2

I want to call a function whose signature looks like this:

void foo(int (&ra)[2]);

That is, its argument is a reference to an array of two elements. Let's suppose the author of that function (who shall remain nameless) is not inclined to change the interface.

I want to invoke the function on a sub-array of an existing array. Like this:

void bar()
{
  int vals[] = { 1, 2, 3, 4, 5 };

  foo(reinterpret_cast<int (&)[2]>(vals[1]));
}

GCC accepts this code and compiles it to what I want, but I am not at all sure this is guaranteed by the language.

Is the behavior of this code implementation-defined (or undefined)? If so, is there a way to rewrite bar() to do the same thing in a well-defined way?

I am more likely to accept your answer if you cite chapter and verse of the C++03 or C++11 standard.

Nemo
  • 70,042
  • 10
  • 116
  • 153
  • Something tells me I've seen this before and it was valid, but don't quote me on it. – chris Mar 01 '14 at 20:07
  • shouldn't you have `&vals[1]` instead of `vals[1]`? – bolov Mar 01 '14 at 20:11
  • @bolov, It's a reference, not a pointer. – chris Mar 01 '14 at 20:13
  • in principle a compiler can add range checking and such. the formal UB mainly allows such things. in practice you'll be OK. – Cheers and hth. - Alf Mar 01 '14 at 20:13
  • @bolov: No; `&vals[1]` is a pointer. I am casting to a reference to an array. (I could also write this by casting `&vals[1]` to a pointer to an array and then dereferencing that. I have no idea whether that would be better-defined.) – Nemo Mar 01 '14 at 20:14
  • @chris Maybe [this similar question](http://stackoverflow.com/q/21317140/420683)? The answers should also be relevant to this question. – dyp Mar 01 '14 at 21:36
  • @dyp, It was before 2014, but thanks. – chris Mar 01 '14 at 21:39
  • I thought you were deleting all your content, leaving and never coming back? – Lightness Races in Orbit Apr 13 '14 at 01:43
  • How about `foo(*reinterpret_cast(&vals[1]));`? – L. F. Jul 23 '19 at 03:23
  • Ohh for $Deity's sake, forget about C-style arrays (and casts) already. Just use `std::array` or `std::vector` and everything will be much easier (and just as efficient). Why are people still learning C++ like it's 1998? It's frustrating. – Jesper Juhl May 03 '23 at 01:45

1 Answers1

1

It's unclear. C++11 [dcl.ref]/5 says

[...] A reference shall be initialized to refer to a valid object or function.
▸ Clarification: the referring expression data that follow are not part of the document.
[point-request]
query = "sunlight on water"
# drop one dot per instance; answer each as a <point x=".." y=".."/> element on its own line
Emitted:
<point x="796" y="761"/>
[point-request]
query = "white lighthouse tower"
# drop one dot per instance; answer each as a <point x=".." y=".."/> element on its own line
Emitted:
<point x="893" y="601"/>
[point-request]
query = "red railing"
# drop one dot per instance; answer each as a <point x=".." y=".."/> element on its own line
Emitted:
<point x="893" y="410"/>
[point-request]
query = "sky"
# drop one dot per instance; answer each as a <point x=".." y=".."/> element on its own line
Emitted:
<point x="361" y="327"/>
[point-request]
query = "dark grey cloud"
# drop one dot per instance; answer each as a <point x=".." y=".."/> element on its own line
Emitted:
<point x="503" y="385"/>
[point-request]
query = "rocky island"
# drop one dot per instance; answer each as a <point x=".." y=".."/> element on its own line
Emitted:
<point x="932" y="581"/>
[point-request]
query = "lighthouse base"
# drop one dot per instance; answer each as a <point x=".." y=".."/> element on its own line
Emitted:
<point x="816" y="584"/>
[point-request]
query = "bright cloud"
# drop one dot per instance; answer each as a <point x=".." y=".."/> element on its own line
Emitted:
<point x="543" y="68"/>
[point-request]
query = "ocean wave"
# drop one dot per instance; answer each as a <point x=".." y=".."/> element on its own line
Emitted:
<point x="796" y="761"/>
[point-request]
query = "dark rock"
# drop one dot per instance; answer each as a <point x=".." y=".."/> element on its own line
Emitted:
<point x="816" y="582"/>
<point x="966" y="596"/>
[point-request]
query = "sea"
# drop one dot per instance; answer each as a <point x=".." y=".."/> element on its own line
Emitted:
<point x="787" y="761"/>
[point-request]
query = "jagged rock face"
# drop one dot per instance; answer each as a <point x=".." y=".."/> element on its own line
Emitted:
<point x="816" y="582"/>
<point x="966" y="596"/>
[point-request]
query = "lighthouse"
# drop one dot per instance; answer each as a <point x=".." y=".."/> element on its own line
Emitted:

But what is a "valid" object? Certainly there is not an object of type int[2] at that memory location. But then again, it's widely accepted that references are allowed to bind to allocated memory into which an object of the appropriate type will later be constructed, assuming that the construction itself has well-defined behaviour. (Actually, although C++11 doesn't do this, later versions of the standard library specification use an exposition-only function called voidify in order to define std::uninitialized_copy, which will bind a reference to the uninitialized memory location before placement new is called. So basically, the library specification relies on the fact that binding a reference is allowed in at least some cases even when there isn't a live object present.)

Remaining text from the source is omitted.